Os rankings internacionais de universidades tornaram-se incontornáveis nos últimos anos. A sua proliferação e crescente mediatização fizeram com que as instituições de ensino superior, as famílias e os estudantes olhassem, com cada vez maior atenção, para os seus resultados. Mas o que valem, afinal, estas listas? A resposta a esta questão divide especialistas e responsáveis do sector. Há quem os veja como uma ferramenta útil para os estudantes, mas também quem os catalogue como um puro instrumento de mercado.

O investigador da Universidade Aberta João Caetano está entre os que defendem a pertinência da publicação dos rankings. “A ideia é que se estabeleçam modelos de comparação e competitividade entre instituições. Isso favorece o interesse geral e também os alunos”, defende este especialista em competitividade internacional no ensino superior. “São uma moda”, responde Rui Santiago, professor da Universidade de Aveiro, para quem há aqui uma clara influência dos mercados globalizados. “Primeiro apareceram as listas de empresas, depois as das universidades. Há uns anos surgiram as listas de empresas globais, agora fala-se de universidades de classe mundial. Há aqui um paralelismo”, aponta.

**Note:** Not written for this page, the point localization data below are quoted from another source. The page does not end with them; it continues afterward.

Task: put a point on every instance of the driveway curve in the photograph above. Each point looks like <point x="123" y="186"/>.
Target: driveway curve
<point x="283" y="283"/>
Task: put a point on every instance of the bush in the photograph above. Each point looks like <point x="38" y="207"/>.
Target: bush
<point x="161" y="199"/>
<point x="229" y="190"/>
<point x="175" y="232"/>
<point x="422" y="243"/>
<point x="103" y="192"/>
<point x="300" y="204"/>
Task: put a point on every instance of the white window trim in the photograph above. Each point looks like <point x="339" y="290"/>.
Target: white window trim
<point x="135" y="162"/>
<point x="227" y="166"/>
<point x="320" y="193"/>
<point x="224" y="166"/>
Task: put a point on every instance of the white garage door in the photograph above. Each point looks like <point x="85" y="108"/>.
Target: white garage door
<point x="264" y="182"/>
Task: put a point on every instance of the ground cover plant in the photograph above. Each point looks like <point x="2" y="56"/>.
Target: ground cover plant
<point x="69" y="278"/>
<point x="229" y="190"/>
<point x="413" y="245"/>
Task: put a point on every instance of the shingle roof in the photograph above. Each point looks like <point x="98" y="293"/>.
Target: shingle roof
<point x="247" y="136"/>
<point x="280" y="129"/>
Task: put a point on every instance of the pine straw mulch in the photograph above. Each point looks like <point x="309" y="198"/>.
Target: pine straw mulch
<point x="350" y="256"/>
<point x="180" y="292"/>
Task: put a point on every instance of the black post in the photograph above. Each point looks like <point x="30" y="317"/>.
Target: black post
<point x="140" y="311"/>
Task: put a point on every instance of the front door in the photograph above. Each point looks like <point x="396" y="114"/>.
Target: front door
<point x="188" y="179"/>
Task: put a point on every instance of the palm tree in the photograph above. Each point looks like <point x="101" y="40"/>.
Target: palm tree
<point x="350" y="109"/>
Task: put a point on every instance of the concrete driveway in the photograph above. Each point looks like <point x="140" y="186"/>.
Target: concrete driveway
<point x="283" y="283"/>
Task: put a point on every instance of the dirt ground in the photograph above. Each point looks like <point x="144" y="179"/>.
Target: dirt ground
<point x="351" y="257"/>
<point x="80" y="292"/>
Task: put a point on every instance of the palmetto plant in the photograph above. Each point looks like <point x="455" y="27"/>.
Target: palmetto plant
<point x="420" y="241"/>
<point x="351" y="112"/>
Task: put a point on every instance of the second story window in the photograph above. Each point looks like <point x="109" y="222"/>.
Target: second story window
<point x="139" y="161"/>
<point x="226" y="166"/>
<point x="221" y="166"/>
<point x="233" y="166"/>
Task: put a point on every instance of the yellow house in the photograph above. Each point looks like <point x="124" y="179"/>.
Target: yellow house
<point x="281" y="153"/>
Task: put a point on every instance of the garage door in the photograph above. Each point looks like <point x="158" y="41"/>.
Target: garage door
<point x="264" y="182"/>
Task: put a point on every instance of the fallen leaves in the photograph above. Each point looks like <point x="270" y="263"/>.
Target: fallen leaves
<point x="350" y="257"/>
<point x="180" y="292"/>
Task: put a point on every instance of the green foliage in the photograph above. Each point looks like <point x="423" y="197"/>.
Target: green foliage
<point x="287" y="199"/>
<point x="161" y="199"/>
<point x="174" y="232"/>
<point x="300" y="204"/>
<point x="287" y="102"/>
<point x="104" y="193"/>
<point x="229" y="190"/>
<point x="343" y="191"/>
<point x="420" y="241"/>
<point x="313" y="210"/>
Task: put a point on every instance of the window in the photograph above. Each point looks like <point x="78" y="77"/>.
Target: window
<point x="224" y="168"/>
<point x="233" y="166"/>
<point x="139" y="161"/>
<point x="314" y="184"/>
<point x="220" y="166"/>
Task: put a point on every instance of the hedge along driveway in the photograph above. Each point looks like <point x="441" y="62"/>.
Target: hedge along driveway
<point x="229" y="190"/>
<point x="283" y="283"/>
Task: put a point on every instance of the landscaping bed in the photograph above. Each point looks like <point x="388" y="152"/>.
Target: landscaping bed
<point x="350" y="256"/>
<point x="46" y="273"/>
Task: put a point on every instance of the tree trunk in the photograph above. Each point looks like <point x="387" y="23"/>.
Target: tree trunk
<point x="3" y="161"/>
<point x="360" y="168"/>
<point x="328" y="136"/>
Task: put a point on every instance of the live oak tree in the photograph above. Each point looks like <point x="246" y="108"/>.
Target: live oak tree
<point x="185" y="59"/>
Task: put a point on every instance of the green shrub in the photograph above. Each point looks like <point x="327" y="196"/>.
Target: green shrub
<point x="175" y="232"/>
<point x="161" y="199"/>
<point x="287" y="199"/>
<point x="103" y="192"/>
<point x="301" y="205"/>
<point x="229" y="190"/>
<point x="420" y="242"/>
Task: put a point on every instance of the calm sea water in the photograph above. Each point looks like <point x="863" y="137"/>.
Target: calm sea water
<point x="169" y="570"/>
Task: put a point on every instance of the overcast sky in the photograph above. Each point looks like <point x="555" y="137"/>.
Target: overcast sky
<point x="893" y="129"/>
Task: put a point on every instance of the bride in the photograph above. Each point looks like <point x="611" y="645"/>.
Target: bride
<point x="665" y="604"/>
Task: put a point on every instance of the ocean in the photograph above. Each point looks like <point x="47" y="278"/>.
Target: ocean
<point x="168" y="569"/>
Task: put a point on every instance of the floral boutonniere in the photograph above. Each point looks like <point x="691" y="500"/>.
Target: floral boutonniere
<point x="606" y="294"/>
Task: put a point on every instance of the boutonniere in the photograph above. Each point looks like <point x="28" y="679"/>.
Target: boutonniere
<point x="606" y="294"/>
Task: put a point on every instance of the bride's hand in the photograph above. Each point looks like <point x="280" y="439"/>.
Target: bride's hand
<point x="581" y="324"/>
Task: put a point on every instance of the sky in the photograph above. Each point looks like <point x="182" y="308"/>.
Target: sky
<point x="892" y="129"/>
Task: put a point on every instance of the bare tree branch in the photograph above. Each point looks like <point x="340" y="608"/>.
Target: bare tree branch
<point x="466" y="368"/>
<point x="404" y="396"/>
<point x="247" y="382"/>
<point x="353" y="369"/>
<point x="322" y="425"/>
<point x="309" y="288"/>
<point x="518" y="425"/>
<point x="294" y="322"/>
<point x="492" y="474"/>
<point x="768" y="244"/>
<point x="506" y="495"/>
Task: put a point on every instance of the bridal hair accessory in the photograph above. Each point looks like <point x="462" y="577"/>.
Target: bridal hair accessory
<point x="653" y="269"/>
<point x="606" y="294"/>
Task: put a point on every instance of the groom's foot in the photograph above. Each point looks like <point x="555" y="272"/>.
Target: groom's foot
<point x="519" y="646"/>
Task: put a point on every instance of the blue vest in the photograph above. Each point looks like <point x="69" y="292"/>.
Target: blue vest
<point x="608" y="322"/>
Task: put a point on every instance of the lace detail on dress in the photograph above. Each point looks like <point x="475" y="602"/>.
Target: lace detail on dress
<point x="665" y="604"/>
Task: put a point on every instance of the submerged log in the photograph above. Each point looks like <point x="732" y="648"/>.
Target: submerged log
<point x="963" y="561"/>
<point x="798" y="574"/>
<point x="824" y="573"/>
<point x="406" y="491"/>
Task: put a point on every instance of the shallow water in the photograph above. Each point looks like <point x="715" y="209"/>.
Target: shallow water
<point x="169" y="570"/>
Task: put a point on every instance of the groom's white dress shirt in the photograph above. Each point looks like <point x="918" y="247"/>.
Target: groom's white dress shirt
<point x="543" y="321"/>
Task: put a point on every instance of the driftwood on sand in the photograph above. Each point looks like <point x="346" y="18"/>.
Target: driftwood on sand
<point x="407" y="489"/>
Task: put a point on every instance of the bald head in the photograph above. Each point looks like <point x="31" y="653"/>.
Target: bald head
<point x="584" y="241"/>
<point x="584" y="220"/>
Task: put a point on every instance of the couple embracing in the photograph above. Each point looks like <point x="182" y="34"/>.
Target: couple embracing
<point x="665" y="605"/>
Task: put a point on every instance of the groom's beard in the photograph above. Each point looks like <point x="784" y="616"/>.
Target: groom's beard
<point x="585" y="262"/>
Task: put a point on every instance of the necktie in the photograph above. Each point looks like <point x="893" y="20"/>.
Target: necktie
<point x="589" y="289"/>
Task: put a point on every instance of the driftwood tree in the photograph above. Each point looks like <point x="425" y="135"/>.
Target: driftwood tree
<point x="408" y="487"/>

Os rankings no ensino superior são uma realidade relativamente recente. O de Xangai, um dos mais importantes, apareceu em 2003, por exemplo, e a lista da publicação especializada britânica Times Higher Education (THE) tem cinco anos. “Ao princípio houve uma depreciação da questão” entre as instituições de ensino superior portuguesas, avalia João Caetano. “Eram vistos como algo dos países anglo-saxónicos, que não fazia sentido implementar cá”.

Hoje, continua o mesmo investigador, a realidade mudou: “Ainda não existe a exigência que há em outros países europeus, mas as reitorias das universidades já têm alguma preocupação sobre isto.” “As instituições deixam-se levar na retórica da competição”, concorda Rui Santiago, da Universidade de Aveiro. Ainda que desvalorize o impacto dos rankings, o presidente do Politécnico de Coimbra, Rui Antunes, reconhece essa realidade: “Em sectores têm um efeito em termos de análise da qualidade de ensino, por isso também nos interessa o posicionamento.”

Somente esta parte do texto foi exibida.